"We made it wider and deeper".
Gosh. Why didn't anyone think about doing that before?
Some examples of very interesting, non-obvious content:
* Even if store ports are kept fixed (2 in his example), adding store address generators (up to 4 in his example) actually improves performance, because it frees up load port dependencies. * Within the same core, they use two different styles of load/address address contention mechanisms which he describes as two tables, one with explicit "allows" and the other one with explicit "denies" -- which of course end up converging (I understand it refers to two different encodings which vary in what is stored). * Between cores, they have completely separate teams which reach different designs for things like this. * It was interesting to me to discover how isolated the different core design teams work (which makes sense) * It was interesting to me to picture the load/store address contention subsystem, which must be quite complex and needs to be really fast.
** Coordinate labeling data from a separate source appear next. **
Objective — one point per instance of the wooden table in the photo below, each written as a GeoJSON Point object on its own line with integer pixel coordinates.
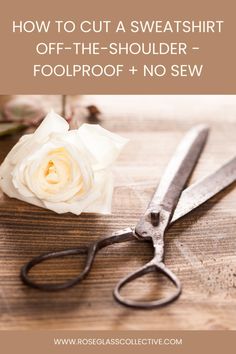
{"type": "Point", "coordinates": [200, 248]}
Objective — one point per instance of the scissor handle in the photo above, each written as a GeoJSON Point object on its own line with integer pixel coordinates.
{"type": "Point", "coordinates": [52, 255]}
{"type": "Point", "coordinates": [89, 251]}
{"type": "Point", "coordinates": [151, 266]}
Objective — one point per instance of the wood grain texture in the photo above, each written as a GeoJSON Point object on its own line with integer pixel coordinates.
{"type": "Point", "coordinates": [200, 248]}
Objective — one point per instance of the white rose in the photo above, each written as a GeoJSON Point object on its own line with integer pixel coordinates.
{"type": "Point", "coordinates": [62, 170]}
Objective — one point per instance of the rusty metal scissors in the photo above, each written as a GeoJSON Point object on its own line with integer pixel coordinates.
{"type": "Point", "coordinates": [160, 214]}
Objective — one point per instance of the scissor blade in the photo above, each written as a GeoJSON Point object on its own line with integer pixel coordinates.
{"type": "Point", "coordinates": [179, 170]}
{"type": "Point", "coordinates": [199, 192]}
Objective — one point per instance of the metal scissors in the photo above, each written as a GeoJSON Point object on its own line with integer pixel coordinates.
{"type": "Point", "coordinates": [162, 211]}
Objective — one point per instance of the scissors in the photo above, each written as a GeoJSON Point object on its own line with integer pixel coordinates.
{"type": "Point", "coordinates": [161, 212]}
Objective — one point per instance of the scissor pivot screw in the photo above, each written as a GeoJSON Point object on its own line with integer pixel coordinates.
{"type": "Point", "coordinates": [155, 217]}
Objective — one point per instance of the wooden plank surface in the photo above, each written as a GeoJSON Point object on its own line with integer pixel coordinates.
{"type": "Point", "coordinates": [200, 248]}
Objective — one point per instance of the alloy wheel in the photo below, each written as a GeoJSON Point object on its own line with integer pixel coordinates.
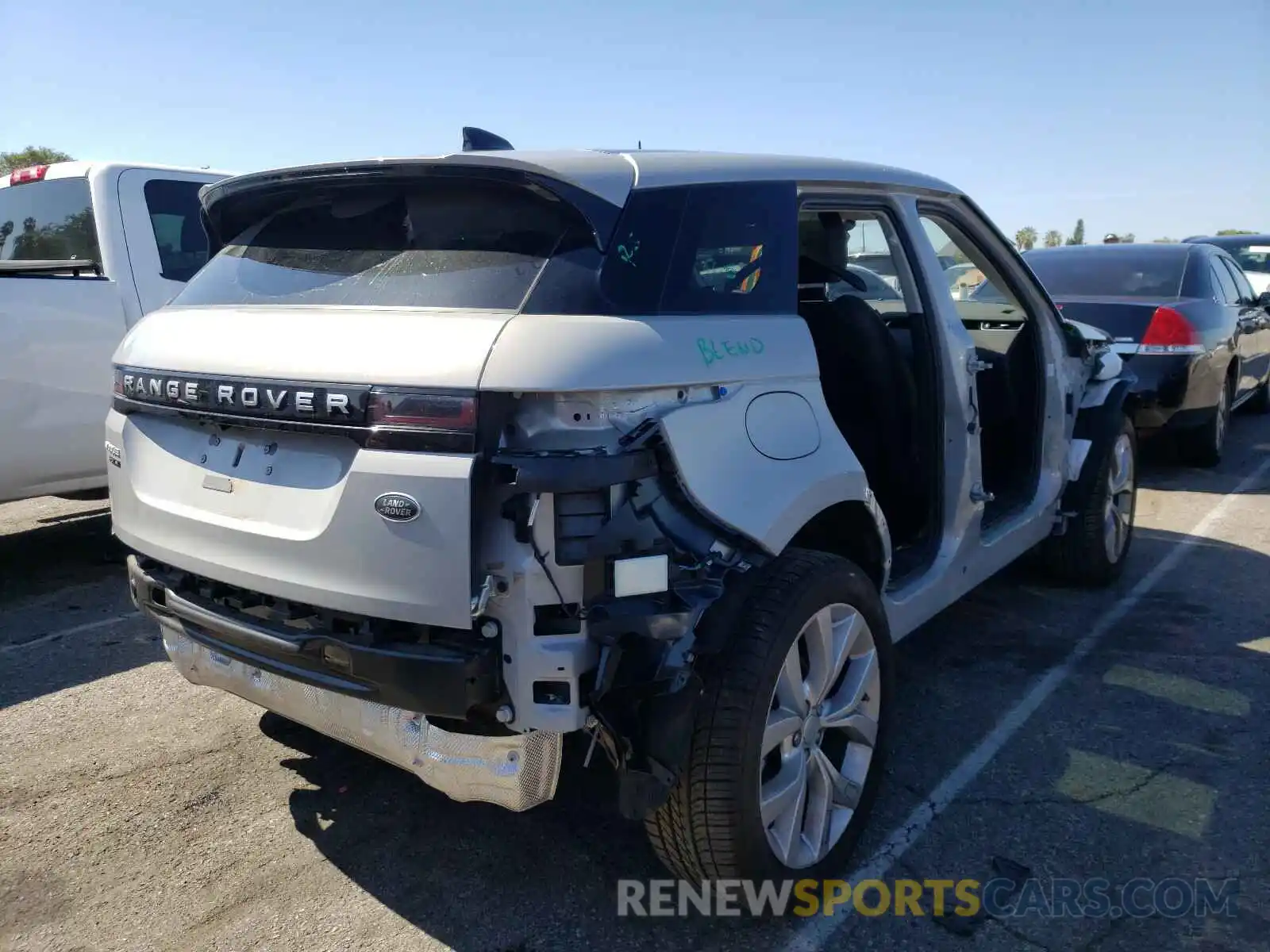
{"type": "Point", "coordinates": [1118, 514]}
{"type": "Point", "coordinates": [821, 734]}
And I stop listing, re different types of workloads, gaming workloads being similar to DB workloads, and even more similar between them than to SPEC benchmarks and so on.
Just go read the interview if you're interested in CPU design!
[1] mostly automated: at least the dialog name labels seem to be hand-edited, as one of them has a typo
What made the transcription "cringe"? I'd like to believe it's accurate.
And the last generation was wider and deeper than the one before it, also costing power and area.
The question that should be asked ... but which would never be answered ... is "What was it that you changed that REQUIRED and ALLOWED you to go wider and deeper?"
It's not a new process node every time.
Theres no NEED to have a massive reorder buffer unless you can decode and dispatch that number of instructions in the time it takes for a load to arrive from whichever level of memory hierarchy you're optimising for. And there's no POINT if you're often going to get a misprediction in that number of instructions. Ok, so wider decode is one component of that. Is there a difference in memory latency as well? Wider decode past 3 or 4 instructions increasingly means that you can't just end your packet of decoded instructions at the first branch -- as you get wider you're increasingly going to have to both parse past a conditional branch, and then have to predict more than one branch in the same decode cycle. You'll also get into branches that jump to other instructions in the same decode group (either forward or backward).
There are all kinds of complications there, with no doubt interesting solutions, that go far beyond "we went wider and deeper".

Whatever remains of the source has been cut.